36 Hours and Counting

I'm 36 hours away from my appointment with the genetic counselor.  I've been reading and preparing for weeks and I can't come up with a single question to ask and I feel so unprepared.  I know I've read and researched a lot, and I mean a lot, since my NP called me on August 7th to recommend I make this appointment, but how do I of all people draw a blank?  I'm not a quiet person, especially not as a patient.  I am probably on the total opposite side of the spectrum, borderline obnoxious, when it comes to knowing everything, and I mean everything, a doctor is doing.  It's my health and body damn it and I will not apologize nor am I ashamed that I am a nosey patient.

So, why oh why, am I staring at a blank pad of paper, mind empty? 

According to the hospitals genetic center this is what I am to expect:

At the time of scheduling the appointment for the first visit, a second consult appointment will be schedule to review the test results. During the patients initial visit to the clinic, a genetic counselor will include a review of the personal and family medical history, a discussion of the role genes play in the development of cancer, and basic genetic concepts. A personalized risk assessment for hereditary cancer, a description of the genetic testing process, as well as information about cancer risk reduction and prevention strategies are discussed in detail. The family history is carefully assessed and the risk of carrying a mutation is determined and fully discussed.

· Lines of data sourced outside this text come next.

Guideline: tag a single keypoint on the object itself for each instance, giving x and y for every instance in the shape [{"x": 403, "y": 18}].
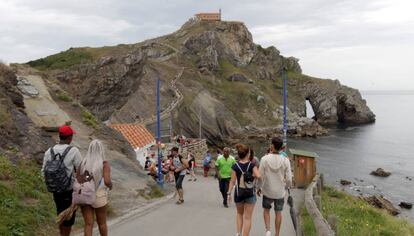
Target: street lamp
[
  {"x": 160, "y": 175},
  {"x": 284, "y": 77}
]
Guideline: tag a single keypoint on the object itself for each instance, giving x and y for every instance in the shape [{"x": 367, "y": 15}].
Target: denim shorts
[
  {"x": 250, "y": 200},
  {"x": 267, "y": 203}
]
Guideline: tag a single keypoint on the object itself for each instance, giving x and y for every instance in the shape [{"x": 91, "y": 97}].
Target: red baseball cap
[{"x": 66, "y": 131}]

Most health insurance plans pay for these tests, but not all do. We will help with the preauthorization process and determine the level of insurance coverage for testing. If you have an HMO insurance, it is your responsibility to obtain a referral for genetic testing prior to our ability to check with your insurance.

An appointment with the Cancer Genetics Program consists of a consult with both a genetic counselor and physician, and possibly a blood draw, if testing is pursued. There is no need to fast prior to the blood draw. The initial consult lasts around an hour to an hour and a half, depending on the questions that arise. Most, but not all, insurances cover the cost of this office visit.

Test results are available in two to five weeks (depending on the test(s) ordered). Results will be discussed in details at the follow up appointment (we give test results in person, and not over the telephone). We then have a thorough discussion about future management recommendations and risk reduction strategies, as well as family dynamics.